좌파엔 선수가 넘치고 우파엔 해설가들만 득실
월명


선수와 해설가의 차이점은 무엇인가. 선수는 상대방과 죽기 살기로 실전에서 싸우는 사람이다. 반면에 해설가는 그늘에 앉아 객관적 입장에서 개개인 선수들의 잘잘못을 지적하거나 칭찬하기도 한다. 감독의 전술 전략을 평가하고 마음에 들지 않으면 신랄한 비판을 가하기도 한다. 해설자는 객관성을 생명으로 하는 위치에 있다 보니 모두 양비론이다.
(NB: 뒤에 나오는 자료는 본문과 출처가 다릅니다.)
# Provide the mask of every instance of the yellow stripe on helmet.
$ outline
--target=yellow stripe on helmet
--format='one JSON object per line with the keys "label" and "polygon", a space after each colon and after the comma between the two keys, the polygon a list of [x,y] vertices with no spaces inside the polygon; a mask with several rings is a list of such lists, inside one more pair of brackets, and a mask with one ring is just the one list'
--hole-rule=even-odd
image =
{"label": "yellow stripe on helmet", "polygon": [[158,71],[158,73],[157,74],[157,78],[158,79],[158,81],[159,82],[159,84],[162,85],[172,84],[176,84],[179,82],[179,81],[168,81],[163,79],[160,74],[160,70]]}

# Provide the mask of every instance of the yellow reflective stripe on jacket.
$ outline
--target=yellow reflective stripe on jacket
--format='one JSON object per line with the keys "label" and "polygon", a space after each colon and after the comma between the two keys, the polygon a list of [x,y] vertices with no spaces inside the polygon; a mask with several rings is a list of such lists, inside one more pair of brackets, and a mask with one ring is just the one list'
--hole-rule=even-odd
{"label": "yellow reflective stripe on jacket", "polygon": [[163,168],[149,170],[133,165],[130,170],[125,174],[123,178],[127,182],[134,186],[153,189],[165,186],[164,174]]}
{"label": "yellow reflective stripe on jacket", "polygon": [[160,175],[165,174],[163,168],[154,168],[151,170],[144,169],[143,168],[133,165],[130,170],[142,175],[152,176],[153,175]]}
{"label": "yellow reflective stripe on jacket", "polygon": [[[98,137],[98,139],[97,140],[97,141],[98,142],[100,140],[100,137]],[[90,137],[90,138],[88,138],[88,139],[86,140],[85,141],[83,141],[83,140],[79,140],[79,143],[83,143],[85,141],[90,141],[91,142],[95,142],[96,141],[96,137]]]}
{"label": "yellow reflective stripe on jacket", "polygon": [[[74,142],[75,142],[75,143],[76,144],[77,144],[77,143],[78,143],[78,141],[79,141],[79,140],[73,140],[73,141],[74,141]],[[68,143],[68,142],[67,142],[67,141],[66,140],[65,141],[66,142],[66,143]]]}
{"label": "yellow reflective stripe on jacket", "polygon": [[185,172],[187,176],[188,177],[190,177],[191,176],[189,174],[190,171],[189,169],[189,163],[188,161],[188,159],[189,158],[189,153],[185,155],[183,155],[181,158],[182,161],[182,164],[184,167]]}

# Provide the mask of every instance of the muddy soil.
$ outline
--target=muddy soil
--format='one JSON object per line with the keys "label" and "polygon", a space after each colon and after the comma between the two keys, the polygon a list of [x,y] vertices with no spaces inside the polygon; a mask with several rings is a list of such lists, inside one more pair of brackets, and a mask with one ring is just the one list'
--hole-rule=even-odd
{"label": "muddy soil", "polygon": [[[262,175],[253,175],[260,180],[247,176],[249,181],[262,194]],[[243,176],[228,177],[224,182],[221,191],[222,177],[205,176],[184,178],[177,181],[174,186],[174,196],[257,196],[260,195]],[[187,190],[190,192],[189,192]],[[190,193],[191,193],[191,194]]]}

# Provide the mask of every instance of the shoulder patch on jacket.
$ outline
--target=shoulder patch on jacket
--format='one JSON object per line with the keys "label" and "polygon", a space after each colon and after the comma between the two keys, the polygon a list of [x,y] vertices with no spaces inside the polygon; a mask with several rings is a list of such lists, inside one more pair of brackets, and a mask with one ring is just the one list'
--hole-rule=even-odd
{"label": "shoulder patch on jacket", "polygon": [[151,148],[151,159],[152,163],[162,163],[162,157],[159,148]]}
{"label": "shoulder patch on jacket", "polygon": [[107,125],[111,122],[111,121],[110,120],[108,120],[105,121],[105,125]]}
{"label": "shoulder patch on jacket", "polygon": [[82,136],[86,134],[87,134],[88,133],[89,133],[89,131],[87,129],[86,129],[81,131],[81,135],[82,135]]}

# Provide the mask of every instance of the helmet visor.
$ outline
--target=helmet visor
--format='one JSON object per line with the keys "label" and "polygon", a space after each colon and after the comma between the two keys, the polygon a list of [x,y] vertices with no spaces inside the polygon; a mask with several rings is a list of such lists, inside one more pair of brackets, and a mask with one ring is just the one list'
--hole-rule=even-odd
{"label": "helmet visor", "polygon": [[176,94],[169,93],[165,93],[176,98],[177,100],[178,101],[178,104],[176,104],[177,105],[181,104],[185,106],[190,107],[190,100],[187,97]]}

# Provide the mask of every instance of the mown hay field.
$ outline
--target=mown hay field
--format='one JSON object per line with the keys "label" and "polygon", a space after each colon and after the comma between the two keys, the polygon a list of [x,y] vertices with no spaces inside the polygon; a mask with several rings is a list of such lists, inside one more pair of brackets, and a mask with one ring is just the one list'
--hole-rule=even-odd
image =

  좌파 진영에는 선수들이 넘치고 우파에는 해설가들만 득실거린다. 지금 한국의 좌우 전쟁에서 좌파들의 경우 20명의 선수가 뛰고 있다면 우파들은 고작 대여섯 명의 선수들이 뛰는 형국이다. 공격은커녕 방어하기에도 힘에 부치는 모습이다. 보수가 단결해야 한다고 하니 죽어도 못하겠다 주장이다. 차라리 문재인 총통이 하는 게 낫다는 주장도 있다. (조갑제닷컴, 발췌)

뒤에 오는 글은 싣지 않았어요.